Turisti affollano il palazzo ducale di Urbino dove è ospitata la Galleria Nazionale delle Marche
Turisti affollano il palazzo ducale di Urbino dove è ospitata la Galleria Nazionale delle Marche
di Lucilla Niccolini
3 Minuti di Lettura
Domenica 22 Agosto 2021, 06:45

URBINO - Una passeggiata nella storia dell’arte, nella frescura bianca ed elegante del Palazzo Ducale di Urbino, è la scelta che fanno, in questo agosto torrido, più di 800 persone ogni giorno. «Muniti del Green pass, accompagnati da bambini di tutte le età – annota sorridendo Luigi Gallo, il direttore della Galleria Nazionale delle Marche – si incantano davanti ai capolavori che la tradizione ci ha lasciato in eredità. E che custodiamo con orgoglio».

 
La nuova sala
Lo stesso che lo illumina mentre ci introduce alla sala, riallestita con nuove teche e agili didascalie, che culmina nella “Flagellazione” di Piero della Francesca. E continua: «Il turismo internazionale è tornato, con tanti francesi, tedeschi e spagnoli». In quest’estate di voglia di ricominciare, pur con qualche apprensione, in tanti hanno deciso di non perdersi “Sul filo di Raffaello”, l’esposizione di splendidi arazzi che tappezzano la Sala del Trono, prima di iniziare una gita culturale nell’arte, che culminerà nello Studiolo di Federico, rinascimentale incantesimo di tarsie trompe l’oeil.


Il restauro e le mostre
E non si lasciano sfuggire l’occasione di ammirare il volto di gentildonna, che per molti rappresenterebbe Livia Della Rovere, un dipinto seicentesco recentemente restaurato.
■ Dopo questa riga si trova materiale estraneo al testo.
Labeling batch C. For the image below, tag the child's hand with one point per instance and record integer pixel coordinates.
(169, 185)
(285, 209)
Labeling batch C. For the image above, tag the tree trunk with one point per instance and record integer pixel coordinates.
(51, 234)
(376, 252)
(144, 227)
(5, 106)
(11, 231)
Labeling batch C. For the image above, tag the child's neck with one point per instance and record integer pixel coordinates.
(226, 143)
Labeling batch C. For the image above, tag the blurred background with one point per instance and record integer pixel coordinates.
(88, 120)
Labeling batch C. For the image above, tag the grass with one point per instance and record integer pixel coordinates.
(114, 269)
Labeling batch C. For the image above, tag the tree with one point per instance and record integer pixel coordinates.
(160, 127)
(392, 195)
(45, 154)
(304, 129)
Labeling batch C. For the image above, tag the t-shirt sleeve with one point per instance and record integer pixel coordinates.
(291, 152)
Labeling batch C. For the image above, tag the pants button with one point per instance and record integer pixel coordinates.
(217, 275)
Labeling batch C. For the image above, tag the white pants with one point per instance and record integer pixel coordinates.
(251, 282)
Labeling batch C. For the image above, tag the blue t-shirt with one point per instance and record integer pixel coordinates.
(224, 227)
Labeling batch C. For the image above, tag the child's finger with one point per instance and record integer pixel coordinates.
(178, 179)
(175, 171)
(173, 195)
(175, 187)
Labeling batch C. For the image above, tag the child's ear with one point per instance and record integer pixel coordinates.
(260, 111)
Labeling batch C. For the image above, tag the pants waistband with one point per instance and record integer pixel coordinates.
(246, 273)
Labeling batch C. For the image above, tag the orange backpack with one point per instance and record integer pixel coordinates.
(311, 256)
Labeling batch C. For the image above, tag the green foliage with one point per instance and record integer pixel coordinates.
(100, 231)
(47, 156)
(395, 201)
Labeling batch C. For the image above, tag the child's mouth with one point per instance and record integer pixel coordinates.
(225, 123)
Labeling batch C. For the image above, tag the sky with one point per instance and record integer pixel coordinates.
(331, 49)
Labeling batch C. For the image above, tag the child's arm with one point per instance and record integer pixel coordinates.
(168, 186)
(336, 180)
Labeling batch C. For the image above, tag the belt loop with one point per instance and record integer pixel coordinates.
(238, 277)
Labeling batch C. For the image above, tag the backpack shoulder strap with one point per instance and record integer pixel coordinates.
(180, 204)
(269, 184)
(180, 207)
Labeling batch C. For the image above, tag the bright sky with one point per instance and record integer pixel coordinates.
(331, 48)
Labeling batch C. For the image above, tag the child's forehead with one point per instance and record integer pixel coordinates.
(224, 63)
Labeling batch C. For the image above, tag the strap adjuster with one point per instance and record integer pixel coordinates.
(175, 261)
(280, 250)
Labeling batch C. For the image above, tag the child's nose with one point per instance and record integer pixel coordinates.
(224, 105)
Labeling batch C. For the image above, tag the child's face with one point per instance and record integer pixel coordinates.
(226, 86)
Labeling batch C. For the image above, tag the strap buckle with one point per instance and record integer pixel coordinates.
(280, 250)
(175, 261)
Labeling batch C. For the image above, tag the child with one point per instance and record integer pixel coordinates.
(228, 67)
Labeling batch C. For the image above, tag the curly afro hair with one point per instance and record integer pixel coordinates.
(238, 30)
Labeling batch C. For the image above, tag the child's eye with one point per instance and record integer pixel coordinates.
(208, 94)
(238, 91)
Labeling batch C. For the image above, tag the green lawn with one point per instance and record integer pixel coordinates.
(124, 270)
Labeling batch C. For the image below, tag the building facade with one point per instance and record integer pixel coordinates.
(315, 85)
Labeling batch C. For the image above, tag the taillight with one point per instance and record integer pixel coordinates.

È collocato nell’aula dei ritratti al secondo piano di Palazzo Ducale. «Qui, oltre le transenne, procedono alacremente – informa il direttore – i lavori di ampliamento degli spazi espositivi, che speriamo di inaugurare la prossima primavera. E non si fermano i preparativi della mostra con cui la Galleria chiude, a novembre, l’anno dedicato a Dante Alighieri». Curata da lui stesso con Luca Molinari, è incentrata sul rapporto tra immaginario dantesco e architettura contemporanea. Ne sarà protagonista il progetto del Danteum romano di Giuseppe Terragni e Pietro Lingeri, mai realizzato, di cui saranno esposti a Urbino per la prima volta tutti i preziosi disegni acquarellati. Ruota attorno all’architettura anche l’esposizione, a cura di Alessandro Angelini e Gabriele Fattorini, per le celebrazioni dei 600 anni della nascita del duca Federico. Sarà incentrata sulla figura del Duca d’Urbino, cultore delle arti, e sul sodalizio con l’architetto Francesco di Giorgio Martini, artefice di gran parte degli edifici monumentali del Montefeltro federiciano. Avrà naturale prosecuzione in un’altra mostra, dedicata al rapporto tra il Palazzo Ducale urbinate e l’architettura contemporanea. 


Gli abbonamenti
Continua la campagna abbonamenti, con un biglietto da 25 euro della durata di un anno, che consente di partecipare a tutte le iniziative organizzate dalla Galleria. «Abbiamo prorogato i precedenti abbonamenti, e ne vantiamo un altro centinaio di nuovi. Grazie all’impegno dei nostri operatori, e alla collaborazione da parte dei visitatori, il green pass non è un problema. Sta diventando una consuetudine». Indispensabile per partecipare alle tante iniziative che la Galleria promuove, o alle quali aderisce, come il Festival di Musica da Camera, nel Cortile d’Onore del Palazzo Ducale, e “Un autore a Palazzo”, il ciclo di incontri con gli scrittori nel Giardino d’Inverno che, iniziato con le conversazioni di Umberto Piersanti e Tiziano Mancini, continua il 28 agosto con Maria Lenti e il 4 settembre con Vincenzo Biancalana.